4) Negotiate a fast trade deal with the United States that can be touted as a replacement for EU membership and sign of the ‘Global Britain’ to come.
There are many obstacles to this outcome but the one that stands out is Trump. Johnson will have tied his fortune, and the entire country, to one of the most fickle, mendacious, and thin-skinned politicians ever to occupy the Oval Office. One only needs to look at how Trump has treated weaker partners during his business career to guess at how he will treat a desperate and isolated UK at the negotiating table.
The worst-case scenario for Johnson is something like this:
1) He fails to achieve significant concessions from the EU, but parliament intervenes against no deal. Tory rebels, led by heavy hitters like Philip Hammond and Rory Stewart, decide to put country before party and bring down the government.
2) There is an election before Halloween. Johnson will fight against a furious Brexit Party on the right and resurgent LibDems occupying the centre.
3) The Tories suffer major losses. They are punished in the Southern Remain seats, like Richmond Park, which flip to the LibDems; and in Northern Leave seats, like Mansfield, which flip to the Brexit Party.
4) The Labour Party becomes the largest party and Corbyn visits the Queen. He governs with the support of LibDems and/or the SNP. Article 50 is revoked. The Conservative Party effectively dies on his watch.
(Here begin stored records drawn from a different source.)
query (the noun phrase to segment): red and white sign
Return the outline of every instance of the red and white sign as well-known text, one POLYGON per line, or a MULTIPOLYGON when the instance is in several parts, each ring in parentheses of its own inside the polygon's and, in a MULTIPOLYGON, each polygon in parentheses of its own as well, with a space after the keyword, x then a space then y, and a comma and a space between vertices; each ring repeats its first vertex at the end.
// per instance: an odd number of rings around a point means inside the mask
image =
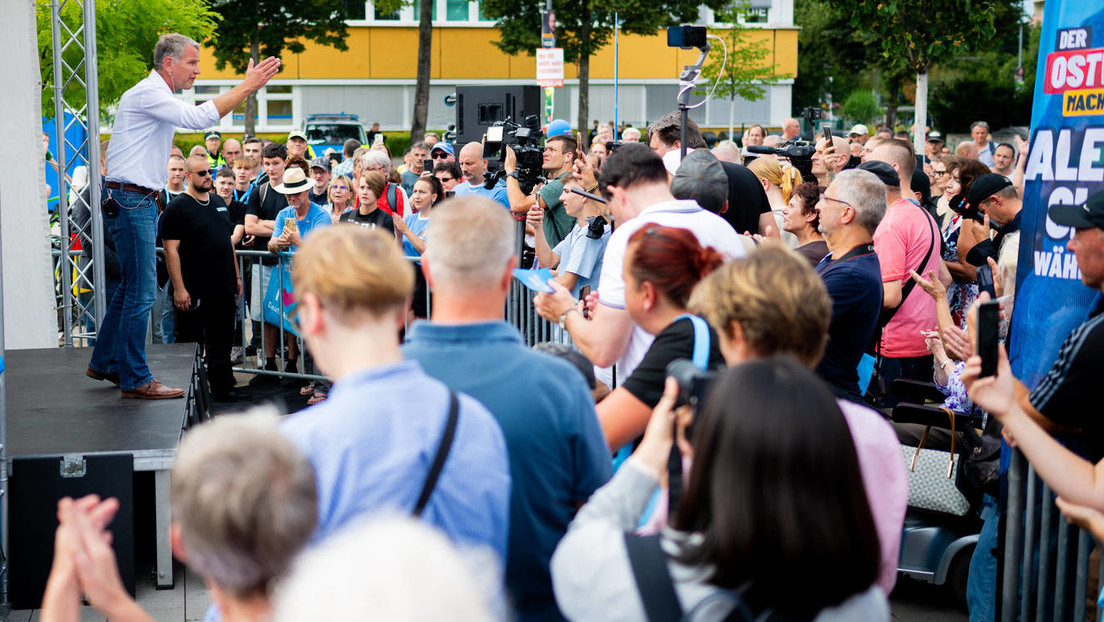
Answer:
POLYGON ((544 87, 563 86, 563 48, 537 49, 537 84, 544 87))

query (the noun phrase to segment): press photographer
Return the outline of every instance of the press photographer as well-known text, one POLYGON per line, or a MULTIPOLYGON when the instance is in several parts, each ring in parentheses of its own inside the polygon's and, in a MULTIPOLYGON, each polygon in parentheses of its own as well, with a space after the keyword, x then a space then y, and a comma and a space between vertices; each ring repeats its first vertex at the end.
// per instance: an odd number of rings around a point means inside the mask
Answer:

As with the dream scenario there are many things that could prevent this from happening. It rests, for example, on Corbyn being able to pull Labour back together in a way that allows them to win the plurality of seats.
Neither of these sequences are cheering. The dream scenario leaves us negotiating with the Trump administration and trying to avoid chlorinated chicken and opening the NHS to American businesses. The nightmare scenario may give comfort to Remainers, but it would produce a deep political crisis, almost as dangerous as no deal, when the Brexiters are denied their prize. In both cases the country will need a leader able to heal bitter divisions. We would have Boris Johnson or Jeremy Corbyn. Their true believers think they are up to the job, but I see no cause for optimism.
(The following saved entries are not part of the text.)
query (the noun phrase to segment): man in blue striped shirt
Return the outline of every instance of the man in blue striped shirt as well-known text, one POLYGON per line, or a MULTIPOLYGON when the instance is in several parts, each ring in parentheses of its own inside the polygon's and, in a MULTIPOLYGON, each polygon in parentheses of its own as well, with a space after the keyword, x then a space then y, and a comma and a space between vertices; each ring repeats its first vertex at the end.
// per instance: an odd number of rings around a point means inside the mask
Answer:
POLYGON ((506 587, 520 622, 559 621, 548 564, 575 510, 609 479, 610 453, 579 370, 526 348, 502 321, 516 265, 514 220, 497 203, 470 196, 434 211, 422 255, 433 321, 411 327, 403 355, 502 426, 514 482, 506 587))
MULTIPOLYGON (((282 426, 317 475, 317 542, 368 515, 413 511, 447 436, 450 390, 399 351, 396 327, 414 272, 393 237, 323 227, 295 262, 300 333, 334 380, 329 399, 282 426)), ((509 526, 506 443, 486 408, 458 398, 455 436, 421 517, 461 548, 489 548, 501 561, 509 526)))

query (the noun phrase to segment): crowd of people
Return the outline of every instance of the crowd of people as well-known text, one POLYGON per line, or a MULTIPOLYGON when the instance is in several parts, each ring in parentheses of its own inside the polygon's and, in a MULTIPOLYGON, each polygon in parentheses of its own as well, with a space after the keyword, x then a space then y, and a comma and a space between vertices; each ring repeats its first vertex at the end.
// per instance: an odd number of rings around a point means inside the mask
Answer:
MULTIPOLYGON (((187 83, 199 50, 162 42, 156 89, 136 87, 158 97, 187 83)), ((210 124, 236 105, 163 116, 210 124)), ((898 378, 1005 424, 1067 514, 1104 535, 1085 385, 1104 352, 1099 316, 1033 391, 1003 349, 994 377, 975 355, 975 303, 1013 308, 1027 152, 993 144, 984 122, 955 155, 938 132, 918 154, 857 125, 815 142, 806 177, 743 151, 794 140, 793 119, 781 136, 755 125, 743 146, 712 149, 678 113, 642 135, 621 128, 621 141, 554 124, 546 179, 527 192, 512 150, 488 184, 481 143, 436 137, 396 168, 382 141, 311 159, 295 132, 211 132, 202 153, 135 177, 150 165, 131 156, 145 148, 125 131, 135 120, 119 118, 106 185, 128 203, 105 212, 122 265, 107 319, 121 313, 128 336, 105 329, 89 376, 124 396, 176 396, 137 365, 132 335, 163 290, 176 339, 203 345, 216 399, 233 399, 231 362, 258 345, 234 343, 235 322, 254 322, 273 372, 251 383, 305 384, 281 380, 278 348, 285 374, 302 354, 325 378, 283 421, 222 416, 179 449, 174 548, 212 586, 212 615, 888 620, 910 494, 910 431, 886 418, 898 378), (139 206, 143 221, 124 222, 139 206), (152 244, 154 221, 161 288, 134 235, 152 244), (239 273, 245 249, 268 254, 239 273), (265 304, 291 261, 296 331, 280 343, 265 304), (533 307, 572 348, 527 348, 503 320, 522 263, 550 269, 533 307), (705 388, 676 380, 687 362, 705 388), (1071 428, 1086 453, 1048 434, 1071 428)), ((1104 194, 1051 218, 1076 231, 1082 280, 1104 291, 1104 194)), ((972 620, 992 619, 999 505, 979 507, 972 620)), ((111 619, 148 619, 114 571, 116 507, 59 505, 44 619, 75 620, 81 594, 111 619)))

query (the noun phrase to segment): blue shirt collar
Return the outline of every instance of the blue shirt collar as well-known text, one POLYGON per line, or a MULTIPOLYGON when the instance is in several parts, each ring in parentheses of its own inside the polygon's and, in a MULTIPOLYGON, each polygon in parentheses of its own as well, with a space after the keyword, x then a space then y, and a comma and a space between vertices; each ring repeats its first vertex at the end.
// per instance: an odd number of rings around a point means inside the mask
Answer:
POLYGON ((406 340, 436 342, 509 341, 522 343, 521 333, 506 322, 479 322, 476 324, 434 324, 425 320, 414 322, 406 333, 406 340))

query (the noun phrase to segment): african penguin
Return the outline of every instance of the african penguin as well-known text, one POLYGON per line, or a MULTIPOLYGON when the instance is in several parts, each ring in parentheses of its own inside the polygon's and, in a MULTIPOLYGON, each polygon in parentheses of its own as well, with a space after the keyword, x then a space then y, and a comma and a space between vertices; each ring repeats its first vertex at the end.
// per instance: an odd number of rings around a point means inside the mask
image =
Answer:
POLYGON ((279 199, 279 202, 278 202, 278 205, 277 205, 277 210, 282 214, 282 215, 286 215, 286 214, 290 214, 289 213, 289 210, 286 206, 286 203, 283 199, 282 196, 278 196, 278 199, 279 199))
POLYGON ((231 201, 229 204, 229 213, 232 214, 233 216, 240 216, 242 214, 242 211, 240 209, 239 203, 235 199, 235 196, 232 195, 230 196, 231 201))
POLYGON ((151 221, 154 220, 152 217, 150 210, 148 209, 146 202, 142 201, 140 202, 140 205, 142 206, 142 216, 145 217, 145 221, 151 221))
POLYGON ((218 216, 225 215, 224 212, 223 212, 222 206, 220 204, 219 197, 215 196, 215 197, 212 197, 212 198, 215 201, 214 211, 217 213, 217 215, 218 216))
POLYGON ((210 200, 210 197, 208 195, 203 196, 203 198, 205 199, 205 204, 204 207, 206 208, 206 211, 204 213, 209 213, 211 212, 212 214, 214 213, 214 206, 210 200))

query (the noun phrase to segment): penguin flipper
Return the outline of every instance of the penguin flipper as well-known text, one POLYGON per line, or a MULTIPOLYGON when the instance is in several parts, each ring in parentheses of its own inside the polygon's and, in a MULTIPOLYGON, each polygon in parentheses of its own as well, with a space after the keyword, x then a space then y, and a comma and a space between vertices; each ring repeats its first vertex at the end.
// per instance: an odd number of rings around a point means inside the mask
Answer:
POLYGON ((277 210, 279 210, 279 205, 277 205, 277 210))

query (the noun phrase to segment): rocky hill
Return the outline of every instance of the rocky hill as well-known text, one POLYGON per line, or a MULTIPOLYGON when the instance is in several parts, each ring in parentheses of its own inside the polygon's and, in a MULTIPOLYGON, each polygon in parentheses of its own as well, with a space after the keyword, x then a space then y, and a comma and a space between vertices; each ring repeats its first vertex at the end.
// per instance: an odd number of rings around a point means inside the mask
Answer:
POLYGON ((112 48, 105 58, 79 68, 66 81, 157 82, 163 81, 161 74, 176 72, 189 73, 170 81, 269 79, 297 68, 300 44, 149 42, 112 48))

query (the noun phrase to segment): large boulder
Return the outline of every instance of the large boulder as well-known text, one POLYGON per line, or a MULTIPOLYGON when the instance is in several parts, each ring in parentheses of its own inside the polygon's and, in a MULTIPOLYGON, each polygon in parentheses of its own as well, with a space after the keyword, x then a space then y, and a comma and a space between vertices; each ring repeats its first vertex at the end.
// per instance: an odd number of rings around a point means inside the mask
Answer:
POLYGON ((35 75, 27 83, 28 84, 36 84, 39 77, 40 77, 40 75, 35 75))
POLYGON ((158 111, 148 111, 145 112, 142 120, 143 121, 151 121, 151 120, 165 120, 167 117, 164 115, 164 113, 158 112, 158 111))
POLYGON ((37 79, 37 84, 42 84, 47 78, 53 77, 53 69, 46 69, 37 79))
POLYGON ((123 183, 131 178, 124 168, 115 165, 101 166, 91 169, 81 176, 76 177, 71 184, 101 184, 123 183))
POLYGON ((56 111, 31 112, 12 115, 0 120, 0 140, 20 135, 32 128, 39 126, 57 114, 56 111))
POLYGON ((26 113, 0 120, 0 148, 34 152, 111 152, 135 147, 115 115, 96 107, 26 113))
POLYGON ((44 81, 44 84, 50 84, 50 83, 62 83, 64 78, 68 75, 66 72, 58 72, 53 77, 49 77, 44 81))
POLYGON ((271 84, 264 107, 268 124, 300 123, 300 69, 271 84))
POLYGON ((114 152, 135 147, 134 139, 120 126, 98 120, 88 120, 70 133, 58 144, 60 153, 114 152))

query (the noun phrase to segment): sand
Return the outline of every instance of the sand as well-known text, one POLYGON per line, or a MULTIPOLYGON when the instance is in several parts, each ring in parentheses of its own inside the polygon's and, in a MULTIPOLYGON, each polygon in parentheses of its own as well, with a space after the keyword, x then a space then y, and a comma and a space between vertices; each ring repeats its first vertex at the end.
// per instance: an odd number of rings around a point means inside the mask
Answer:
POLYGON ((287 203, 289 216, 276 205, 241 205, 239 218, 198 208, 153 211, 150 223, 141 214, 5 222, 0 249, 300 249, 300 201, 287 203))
PS: Boris’ Mad Hallucination
There is a rather mad sequence that I rather like:
1) He fails to gain significant concessions from the Europeans, but realises that he has no chance of pushing no deal through parliament without splitting his party and forcing a general election that will decimate his party.
2) The Prime Minister decides that the only way to deliver Brexit is to go over the head of parliament. He asks, and receives, an extension from the EU to fight a second referendum.
3) Johnson heads the campaign to leave the EU with no deal. His approach is something along the lines of “The metropolitan elite in Westminister won’t let us leave” etc.
This is not as outlandish as it seems. A second referendum will allow Johnson to do what he is best at in a way he can’t in parliament. He will be able to bluster, bend the truth, and bombastically preach about the land of hope and glory in defiance of the ‘tyrants’ in Brussels. He will not have to deal directly with accountability or hard questions from cabinet colleagues and the opposition. Labour, because of recent manoeuvres by Remainers, must support the referendum and campaign to remain. This will embarrass Corbyn and cause fissures to widen within the Labour Party. The Prime Minister’s gamble would be that he can energise the Brexiters enough to get the vote out and that the Remain campaign would be disorganised and so attuned to the sensitivities of Labour Leavers that it will not succeed. I doubt it would play out this way, but I can see why someone like Boris Johnson might be willing to roll the dice on such a strategy.